Hyde had roles in the films The Blackout and Let's Talk About Sex. The Blackout has not yet been released in the US.

He won an open casting call competition for Sunset Beach in 1996 and appeared in the promos for the show. He was cast for the recurring role of Neil Johansson on the television series Another World in 1997. He also had a short stint as Liam on the television series As the World Turns in 1999.

Hyde was picked as a dancer for British new wave band Dead or Alive, which was fronted by singer Pete Burns.

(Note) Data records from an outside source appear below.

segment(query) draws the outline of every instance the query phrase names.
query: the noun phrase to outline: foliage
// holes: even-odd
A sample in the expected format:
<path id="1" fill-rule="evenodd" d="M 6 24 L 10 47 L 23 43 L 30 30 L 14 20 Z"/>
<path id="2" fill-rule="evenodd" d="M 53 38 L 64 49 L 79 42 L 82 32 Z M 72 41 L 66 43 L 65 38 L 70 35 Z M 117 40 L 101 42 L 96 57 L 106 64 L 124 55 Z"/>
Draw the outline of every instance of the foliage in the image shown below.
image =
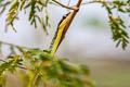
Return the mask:
<path id="1" fill-rule="evenodd" d="M 37 22 L 39 22 L 48 34 L 47 29 L 50 27 L 48 4 L 55 4 L 54 2 L 55 0 L 0 0 L 0 15 L 8 10 L 5 30 L 8 30 L 8 26 L 12 26 L 14 32 L 16 32 L 14 21 L 18 20 L 20 12 L 24 10 L 26 13 L 26 10 L 29 9 L 28 21 L 30 25 L 35 25 L 37 28 Z M 117 41 L 117 47 L 121 44 L 122 49 L 126 49 L 129 42 L 129 36 L 126 32 L 128 27 L 120 15 L 114 16 L 114 10 L 123 14 L 129 13 L 130 0 L 93 0 L 82 4 L 89 3 L 101 3 L 106 9 L 113 39 Z M 74 10 L 70 7 L 60 5 Z M 39 12 L 44 15 L 40 16 Z M 10 47 L 10 53 L 5 59 L 0 59 L 0 87 L 5 86 L 9 72 L 12 74 L 18 73 L 18 77 L 23 79 L 24 87 L 92 87 L 94 85 L 88 78 L 89 70 L 86 65 L 75 64 L 68 60 L 53 57 L 48 50 L 20 47 L 2 41 L 0 42 L 0 49 L 3 45 Z"/>

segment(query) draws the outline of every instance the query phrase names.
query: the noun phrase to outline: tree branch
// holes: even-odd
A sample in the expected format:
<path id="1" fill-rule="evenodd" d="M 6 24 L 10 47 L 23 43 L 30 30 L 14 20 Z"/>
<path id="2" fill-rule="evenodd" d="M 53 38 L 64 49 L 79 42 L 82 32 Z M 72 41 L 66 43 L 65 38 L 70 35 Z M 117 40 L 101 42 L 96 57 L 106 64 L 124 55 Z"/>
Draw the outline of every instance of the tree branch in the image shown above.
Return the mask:
<path id="1" fill-rule="evenodd" d="M 54 2 L 57 3 L 57 4 L 60 4 L 60 5 L 63 7 L 63 8 L 66 8 L 66 9 L 69 9 L 69 10 L 76 10 L 75 8 L 67 7 L 67 5 L 61 3 L 61 2 L 58 2 L 58 1 L 56 1 L 56 0 L 52 0 L 52 1 L 54 1 Z"/>

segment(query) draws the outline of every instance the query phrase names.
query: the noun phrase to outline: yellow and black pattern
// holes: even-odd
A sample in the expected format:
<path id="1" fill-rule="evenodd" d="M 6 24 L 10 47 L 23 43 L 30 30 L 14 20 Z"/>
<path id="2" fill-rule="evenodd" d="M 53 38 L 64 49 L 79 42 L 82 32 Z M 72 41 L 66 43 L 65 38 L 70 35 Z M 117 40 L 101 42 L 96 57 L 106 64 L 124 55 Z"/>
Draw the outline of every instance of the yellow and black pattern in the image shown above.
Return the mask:
<path id="1" fill-rule="evenodd" d="M 64 39 L 65 33 L 67 30 L 66 26 L 70 21 L 73 13 L 68 13 L 65 16 L 63 16 L 62 21 L 58 23 L 57 30 L 55 33 L 55 36 L 51 42 L 50 50 L 51 54 L 54 55 L 56 49 L 58 48 L 60 44 Z"/>

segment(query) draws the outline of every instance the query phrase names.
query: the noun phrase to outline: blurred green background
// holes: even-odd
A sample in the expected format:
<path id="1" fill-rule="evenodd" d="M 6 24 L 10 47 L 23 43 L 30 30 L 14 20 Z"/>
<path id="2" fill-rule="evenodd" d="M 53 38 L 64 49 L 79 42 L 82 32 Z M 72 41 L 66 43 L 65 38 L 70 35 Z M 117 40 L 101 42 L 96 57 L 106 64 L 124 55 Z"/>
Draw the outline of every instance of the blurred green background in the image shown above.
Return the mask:
<path id="1" fill-rule="evenodd" d="M 64 2 L 64 1 L 63 1 Z M 72 2 L 73 3 L 73 2 Z M 67 10 L 49 5 L 52 26 L 47 36 L 40 25 L 37 29 L 29 25 L 27 15 L 20 14 L 15 23 L 18 33 L 1 29 L 0 40 L 21 46 L 47 49 L 54 35 L 57 23 Z M 115 12 L 115 14 L 117 14 Z M 130 20 L 122 15 L 128 23 Z M 0 18 L 0 27 L 4 28 L 5 16 Z M 129 28 L 128 32 L 130 33 Z M 115 48 L 108 26 L 107 12 L 100 4 L 81 7 L 67 35 L 60 46 L 56 55 L 70 61 L 83 63 L 91 71 L 90 78 L 96 87 L 130 87 L 130 45 L 127 50 Z M 8 87 L 20 87 L 21 80 L 10 75 Z"/>

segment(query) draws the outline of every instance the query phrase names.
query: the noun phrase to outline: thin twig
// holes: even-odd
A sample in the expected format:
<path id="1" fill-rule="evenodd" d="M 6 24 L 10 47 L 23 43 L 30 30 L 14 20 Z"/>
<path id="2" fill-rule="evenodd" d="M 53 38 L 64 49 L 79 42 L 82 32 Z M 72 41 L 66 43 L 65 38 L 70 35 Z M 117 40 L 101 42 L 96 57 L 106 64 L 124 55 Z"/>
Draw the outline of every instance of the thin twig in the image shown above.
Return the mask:
<path id="1" fill-rule="evenodd" d="M 75 8 L 67 7 L 67 5 L 61 3 L 61 2 L 58 2 L 58 1 L 56 1 L 56 0 L 52 0 L 52 1 L 54 1 L 54 2 L 57 3 L 57 4 L 60 4 L 60 5 L 63 7 L 63 8 L 66 8 L 66 9 L 69 9 L 69 10 L 76 10 Z"/>

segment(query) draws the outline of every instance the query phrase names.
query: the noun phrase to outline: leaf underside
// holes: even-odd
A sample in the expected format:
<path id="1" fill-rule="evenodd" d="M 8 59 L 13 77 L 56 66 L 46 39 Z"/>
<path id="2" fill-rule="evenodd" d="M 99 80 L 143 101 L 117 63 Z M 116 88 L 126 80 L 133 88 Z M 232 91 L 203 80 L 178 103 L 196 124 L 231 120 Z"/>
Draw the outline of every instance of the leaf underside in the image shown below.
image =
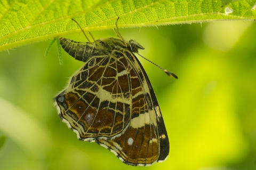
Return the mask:
<path id="1" fill-rule="evenodd" d="M 255 0 L 0 0 L 0 51 L 84 31 L 118 27 L 255 20 Z"/>

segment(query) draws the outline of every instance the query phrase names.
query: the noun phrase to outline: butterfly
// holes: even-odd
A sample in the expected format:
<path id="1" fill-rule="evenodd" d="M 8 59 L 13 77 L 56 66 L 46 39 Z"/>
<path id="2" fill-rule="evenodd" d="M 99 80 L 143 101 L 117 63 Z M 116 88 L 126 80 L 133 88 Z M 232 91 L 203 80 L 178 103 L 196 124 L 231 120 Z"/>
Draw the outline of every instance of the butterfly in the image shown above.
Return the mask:
<path id="1" fill-rule="evenodd" d="M 126 164 L 149 166 L 166 159 L 168 136 L 152 85 L 134 55 L 144 48 L 123 38 L 117 20 L 118 38 L 60 38 L 65 51 L 85 64 L 55 98 L 55 105 L 79 140 L 97 143 Z"/>

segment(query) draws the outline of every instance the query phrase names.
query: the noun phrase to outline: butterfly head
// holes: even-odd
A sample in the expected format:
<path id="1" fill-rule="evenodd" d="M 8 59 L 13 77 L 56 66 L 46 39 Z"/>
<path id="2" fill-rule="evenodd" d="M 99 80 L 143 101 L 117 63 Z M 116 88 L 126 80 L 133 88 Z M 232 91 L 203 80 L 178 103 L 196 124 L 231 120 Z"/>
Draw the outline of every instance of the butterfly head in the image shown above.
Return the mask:
<path id="1" fill-rule="evenodd" d="M 131 39 L 129 41 L 129 45 L 131 48 L 131 50 L 133 52 L 138 53 L 138 50 L 139 49 L 144 50 L 144 47 L 139 44 L 137 42 L 133 39 Z"/>

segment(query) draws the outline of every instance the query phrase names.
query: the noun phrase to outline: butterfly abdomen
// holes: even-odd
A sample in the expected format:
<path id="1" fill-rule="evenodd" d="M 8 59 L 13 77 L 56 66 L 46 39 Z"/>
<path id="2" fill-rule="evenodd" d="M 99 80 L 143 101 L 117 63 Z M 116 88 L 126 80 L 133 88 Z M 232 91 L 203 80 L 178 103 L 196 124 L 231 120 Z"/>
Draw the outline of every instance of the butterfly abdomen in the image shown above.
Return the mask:
<path id="1" fill-rule="evenodd" d="M 92 56 L 105 55 L 108 52 L 105 50 L 103 42 L 96 41 L 93 43 L 78 42 L 71 39 L 60 38 L 60 43 L 63 49 L 76 60 L 86 62 Z"/>

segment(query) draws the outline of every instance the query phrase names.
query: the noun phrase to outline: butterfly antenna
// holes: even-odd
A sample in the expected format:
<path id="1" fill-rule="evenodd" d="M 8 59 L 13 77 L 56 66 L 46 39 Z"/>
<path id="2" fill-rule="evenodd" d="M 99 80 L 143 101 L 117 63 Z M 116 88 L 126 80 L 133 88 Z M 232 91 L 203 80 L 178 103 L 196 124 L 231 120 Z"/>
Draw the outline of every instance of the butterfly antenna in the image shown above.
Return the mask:
<path id="1" fill-rule="evenodd" d="M 90 34 L 90 35 L 91 35 L 91 37 L 92 37 L 92 39 L 93 39 L 93 41 L 95 42 L 95 39 L 94 39 L 94 38 L 93 37 L 93 36 L 92 36 L 92 33 L 91 33 L 90 31 L 88 31 L 88 32 L 89 32 L 89 34 Z"/>
<path id="2" fill-rule="evenodd" d="M 158 68 L 159 68 L 159 69 L 161 69 L 161 70 L 162 70 L 163 71 L 164 71 L 167 75 L 169 77 L 174 77 L 176 79 L 178 79 L 178 76 L 176 76 L 174 73 L 172 73 L 169 71 L 168 71 L 167 70 L 163 68 L 163 67 L 161 67 L 159 65 L 157 65 L 157 64 L 156 64 L 155 63 L 151 61 L 150 60 L 148 60 L 148 59 L 147 59 L 146 58 L 143 56 L 142 55 L 140 55 L 140 54 L 139 54 L 138 53 L 137 53 L 137 54 L 138 54 L 139 55 L 140 55 L 140 56 L 141 56 L 142 58 L 143 58 L 144 59 L 145 59 L 146 60 L 151 62 L 151 63 L 153 63 L 153 64 L 154 64 L 155 66 L 156 66 L 156 67 L 157 67 Z"/>
<path id="3" fill-rule="evenodd" d="M 71 18 L 71 19 L 72 20 L 73 20 L 74 21 L 76 22 L 76 24 L 79 26 L 79 27 L 80 28 L 80 29 L 81 29 L 82 31 L 83 32 L 83 33 L 84 34 L 84 36 L 85 36 L 85 38 L 86 38 L 87 40 L 88 40 L 88 42 L 89 43 L 91 43 L 91 41 L 90 41 L 89 38 L 88 38 L 88 37 L 87 37 L 86 35 L 85 34 L 85 33 L 84 33 L 84 30 L 83 30 L 83 28 L 82 28 L 81 26 L 80 26 L 80 25 L 79 24 L 79 23 L 76 21 L 73 18 Z M 89 32 L 90 33 L 90 32 Z M 91 33 L 90 33 L 90 34 L 91 35 L 91 36 L 92 36 Z M 94 38 L 93 38 L 93 37 L 92 37 L 92 38 L 93 39 L 93 40 L 94 40 Z"/>
<path id="4" fill-rule="evenodd" d="M 124 44 L 125 44 L 125 46 L 127 46 L 126 43 L 124 41 L 124 38 L 123 38 L 123 37 L 122 36 L 121 34 L 120 34 L 120 32 L 119 31 L 119 29 L 118 29 L 118 27 L 117 26 L 117 21 L 118 21 L 119 18 L 120 18 L 120 17 L 119 17 L 119 16 L 118 16 L 118 17 L 117 18 L 117 19 L 116 20 L 116 30 L 115 28 L 114 28 L 114 30 L 115 31 L 115 33 L 116 33 L 116 34 L 117 36 L 117 37 L 121 38 L 122 40 L 123 40 L 123 42 L 124 42 Z"/>

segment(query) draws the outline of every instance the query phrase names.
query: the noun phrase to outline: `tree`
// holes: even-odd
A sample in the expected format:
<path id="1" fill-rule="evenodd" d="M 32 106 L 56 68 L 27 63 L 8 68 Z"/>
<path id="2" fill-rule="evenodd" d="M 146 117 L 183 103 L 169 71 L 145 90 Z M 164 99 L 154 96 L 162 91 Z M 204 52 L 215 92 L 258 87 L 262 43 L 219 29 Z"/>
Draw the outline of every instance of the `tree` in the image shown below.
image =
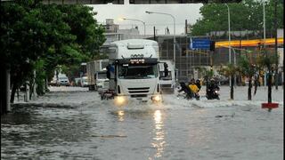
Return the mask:
<path id="1" fill-rule="evenodd" d="M 234 64 L 230 63 L 227 66 L 221 66 L 218 69 L 219 74 L 230 77 L 230 81 L 232 82 L 231 85 L 231 100 L 233 100 L 233 80 L 234 75 L 239 71 L 238 67 L 234 66 Z"/>
<path id="2" fill-rule="evenodd" d="M 267 69 L 268 76 L 267 84 L 268 84 L 268 94 L 267 94 L 267 102 L 272 102 L 272 79 L 273 79 L 273 73 L 275 70 L 276 66 L 276 60 L 278 60 L 278 56 L 276 54 L 269 54 L 266 51 L 263 51 L 263 54 L 258 58 L 257 63 Z"/>

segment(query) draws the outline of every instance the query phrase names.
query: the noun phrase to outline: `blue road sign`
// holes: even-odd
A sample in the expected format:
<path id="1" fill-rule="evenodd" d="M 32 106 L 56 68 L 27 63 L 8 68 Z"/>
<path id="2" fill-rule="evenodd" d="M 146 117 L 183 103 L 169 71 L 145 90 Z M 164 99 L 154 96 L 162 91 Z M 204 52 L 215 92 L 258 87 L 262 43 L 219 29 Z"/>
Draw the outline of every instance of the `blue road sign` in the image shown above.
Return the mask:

Hyde toured in Japan and the US with the band in 1987, 1989 and 1990. He can be seen as one of the two dancers in the concert film Rip It Up Live, which was filmed at two of their Japanese concerts, and released on VHS in 1988. Additionally Hyde appeared in Dead or Alive's music videos for Turn Around & Count 2 Ten, Come Home With Me Baby and Your Sweetness is Your Weakness.

He also appeared in a minor role on the short-lived TV series, Mortal Kombat Conquest as a friend of Taja's, in the episode titled "Undying Dream".

Currently, he is working as a realtor for Pacific Union Los Angeles.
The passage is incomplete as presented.